Configuring analysis and data rule jobs to run on Spark
To perform an InfoSphere® Information Analyzer analysis or run data rules on files located in a Hadoop cluster, you can use an Apache Spark service in that cluster to run the analysis and data rule jobs.
Before you begin
- All Apache Spark nodes must be licensed. For more information, see http://www-03.ibm.com/software/sla/sladb.nsf/search?OpenForm.
-
If you have a Hive data source that is co-located with Apache Spark, then configure the Hive data source to be your analysis database. If your job does not write results to the analysis database, then you do not need to configure Hive as your analysis database. For example if you are running a column analysis without storing frequency distributions, you do not need to use Hive as your analysis database. You also do not need to configure Hive as your analysis database if you only want to run primary key analysis jobs on Spark. The analysis results are written to Kafka and then to the metadata repository database.
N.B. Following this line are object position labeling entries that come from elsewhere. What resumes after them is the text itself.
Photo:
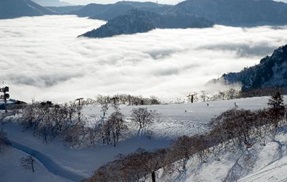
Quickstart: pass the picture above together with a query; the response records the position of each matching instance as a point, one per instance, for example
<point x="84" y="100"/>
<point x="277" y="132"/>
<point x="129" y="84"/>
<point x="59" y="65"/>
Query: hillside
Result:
<point x="137" y="21"/>
<point x="19" y="8"/>
<point x="270" y="72"/>
<point x="56" y="3"/>
<point x="235" y="12"/>
<point x="110" y="11"/>
<point x="174" y="122"/>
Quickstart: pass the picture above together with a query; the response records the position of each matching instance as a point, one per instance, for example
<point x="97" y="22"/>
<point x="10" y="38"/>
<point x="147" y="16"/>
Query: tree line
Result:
<point x="231" y="129"/>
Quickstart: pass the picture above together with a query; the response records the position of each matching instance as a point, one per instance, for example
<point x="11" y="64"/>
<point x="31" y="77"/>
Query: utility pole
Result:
<point x="79" y="108"/>
<point x="191" y="97"/>
<point x="5" y="96"/>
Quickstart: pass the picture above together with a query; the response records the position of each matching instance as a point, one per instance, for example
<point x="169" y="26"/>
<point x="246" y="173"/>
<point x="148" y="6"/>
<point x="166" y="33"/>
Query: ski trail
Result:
<point x="51" y="165"/>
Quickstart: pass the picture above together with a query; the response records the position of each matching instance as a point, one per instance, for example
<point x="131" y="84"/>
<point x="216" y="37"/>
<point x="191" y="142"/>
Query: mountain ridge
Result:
<point x="271" y="72"/>
<point x="19" y="8"/>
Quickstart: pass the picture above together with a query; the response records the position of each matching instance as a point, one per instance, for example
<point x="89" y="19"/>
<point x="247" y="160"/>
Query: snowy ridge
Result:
<point x="258" y="163"/>
<point x="51" y="165"/>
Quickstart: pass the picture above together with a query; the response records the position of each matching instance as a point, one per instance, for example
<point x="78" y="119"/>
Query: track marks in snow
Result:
<point x="49" y="163"/>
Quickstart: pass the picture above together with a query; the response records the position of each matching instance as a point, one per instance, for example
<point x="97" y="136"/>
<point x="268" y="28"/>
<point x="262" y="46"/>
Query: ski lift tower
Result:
<point x="5" y="96"/>
<point x="191" y="97"/>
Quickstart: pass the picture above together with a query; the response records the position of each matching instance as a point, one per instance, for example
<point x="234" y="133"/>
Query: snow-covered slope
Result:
<point x="176" y="120"/>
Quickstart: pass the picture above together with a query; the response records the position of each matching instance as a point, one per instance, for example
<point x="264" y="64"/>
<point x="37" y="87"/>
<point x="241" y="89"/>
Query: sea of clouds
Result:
<point x="42" y="58"/>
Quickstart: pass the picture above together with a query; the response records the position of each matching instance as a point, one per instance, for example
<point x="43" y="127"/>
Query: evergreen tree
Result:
<point x="277" y="108"/>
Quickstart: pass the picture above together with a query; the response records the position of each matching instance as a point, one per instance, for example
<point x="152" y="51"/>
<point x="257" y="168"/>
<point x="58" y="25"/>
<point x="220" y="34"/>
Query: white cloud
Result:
<point x="83" y="2"/>
<point x="41" y="58"/>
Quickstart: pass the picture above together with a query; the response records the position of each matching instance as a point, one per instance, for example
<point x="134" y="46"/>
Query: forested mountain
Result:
<point x="235" y="12"/>
<point x="110" y="11"/>
<point x="19" y="8"/>
<point x="51" y="3"/>
<point x="137" y="21"/>
<point x="271" y="72"/>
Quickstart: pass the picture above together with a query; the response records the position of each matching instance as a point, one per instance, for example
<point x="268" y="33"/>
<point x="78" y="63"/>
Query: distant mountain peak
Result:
<point x="270" y="72"/>
<point x="19" y="8"/>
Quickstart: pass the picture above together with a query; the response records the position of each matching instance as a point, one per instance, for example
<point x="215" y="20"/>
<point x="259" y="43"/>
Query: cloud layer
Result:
<point x="41" y="58"/>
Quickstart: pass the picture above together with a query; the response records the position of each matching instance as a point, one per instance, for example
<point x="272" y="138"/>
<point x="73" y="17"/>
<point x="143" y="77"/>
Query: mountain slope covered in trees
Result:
<point x="51" y="3"/>
<point x="110" y="11"/>
<point x="137" y="21"/>
<point x="271" y="72"/>
<point x="236" y="12"/>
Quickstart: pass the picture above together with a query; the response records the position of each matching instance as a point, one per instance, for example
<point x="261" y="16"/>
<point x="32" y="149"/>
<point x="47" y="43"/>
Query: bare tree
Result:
<point x="116" y="125"/>
<point x="142" y="117"/>
<point x="277" y="108"/>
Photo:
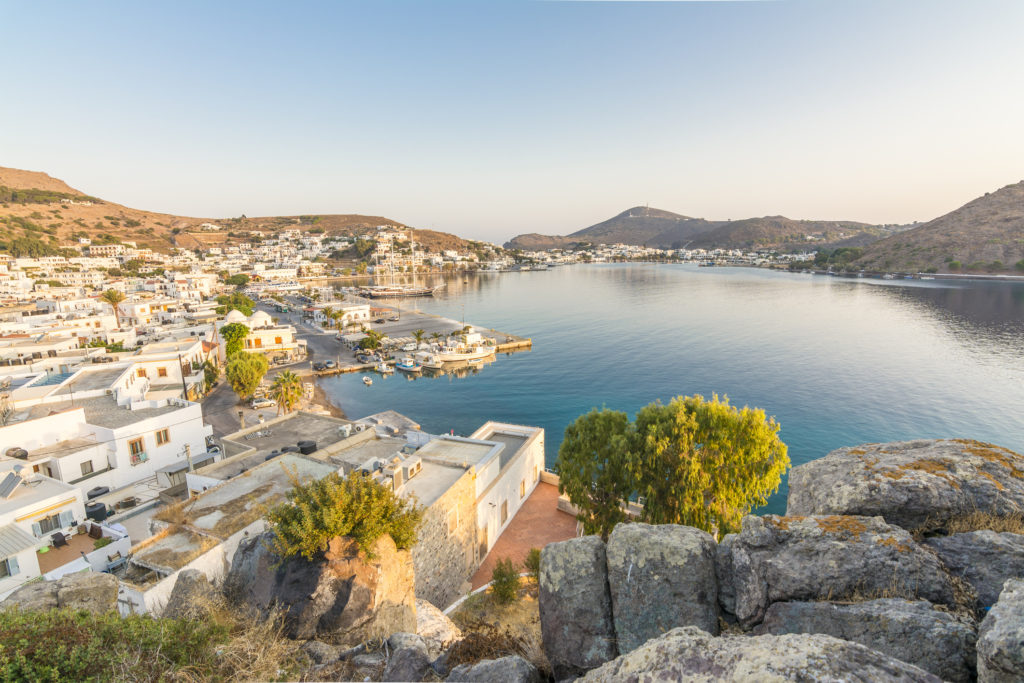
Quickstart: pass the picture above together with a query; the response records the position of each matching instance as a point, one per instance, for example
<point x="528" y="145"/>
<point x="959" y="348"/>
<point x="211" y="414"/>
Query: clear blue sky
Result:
<point x="488" y="119"/>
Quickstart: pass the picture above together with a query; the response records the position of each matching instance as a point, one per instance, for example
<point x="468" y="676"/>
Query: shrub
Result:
<point x="505" y="582"/>
<point x="354" y="506"/>
<point x="532" y="563"/>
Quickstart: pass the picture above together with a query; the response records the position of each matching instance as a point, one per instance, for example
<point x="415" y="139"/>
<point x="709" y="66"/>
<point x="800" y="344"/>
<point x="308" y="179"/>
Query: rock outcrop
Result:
<point x="192" y="596"/>
<point x="437" y="631"/>
<point x="910" y="631"/>
<point x="660" y="578"/>
<point x="576" y="606"/>
<point x="343" y="596"/>
<point x="984" y="559"/>
<point x="913" y="484"/>
<point x="92" y="592"/>
<point x="693" y="655"/>
<point x="1000" y="638"/>
<point x="776" y="559"/>
<point x="512" y="669"/>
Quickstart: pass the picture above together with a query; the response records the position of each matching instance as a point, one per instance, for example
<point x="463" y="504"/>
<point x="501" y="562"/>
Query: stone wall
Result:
<point x="445" y="561"/>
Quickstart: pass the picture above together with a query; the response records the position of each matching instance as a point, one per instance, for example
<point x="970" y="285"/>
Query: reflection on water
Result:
<point x="838" y="361"/>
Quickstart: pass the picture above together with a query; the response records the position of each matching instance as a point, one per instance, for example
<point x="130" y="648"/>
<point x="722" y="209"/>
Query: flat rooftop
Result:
<point x="89" y="380"/>
<point x="104" y="412"/>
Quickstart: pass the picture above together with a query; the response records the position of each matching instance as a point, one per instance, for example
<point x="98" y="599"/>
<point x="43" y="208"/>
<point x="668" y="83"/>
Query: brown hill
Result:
<point x="986" y="235"/>
<point x="31" y="206"/>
- You must have a Hadoop environment that has an Apache Spark version 2.0 or later service installed and a Livy server configured that allows you to connect to that Spark service. For Livy you can either use Cloudera Livy version 0.3.0 or Apache Livy version 0.5.0-incubating. If you are using Hortonworks Data Platform (HDP), refer to this installation documentation to install Apache Spark and refer to this configuration documentation to configure a corresponding Apache Livy server.
- You must have the Data Administrator role.
- If you store frequency distribution results, consider using the iisAdmin command to change the com.ibm.iis.ia.server.spark.parallel.writes parameter in order to run parallel jobs to write the frequency distribution results. This improves the performance.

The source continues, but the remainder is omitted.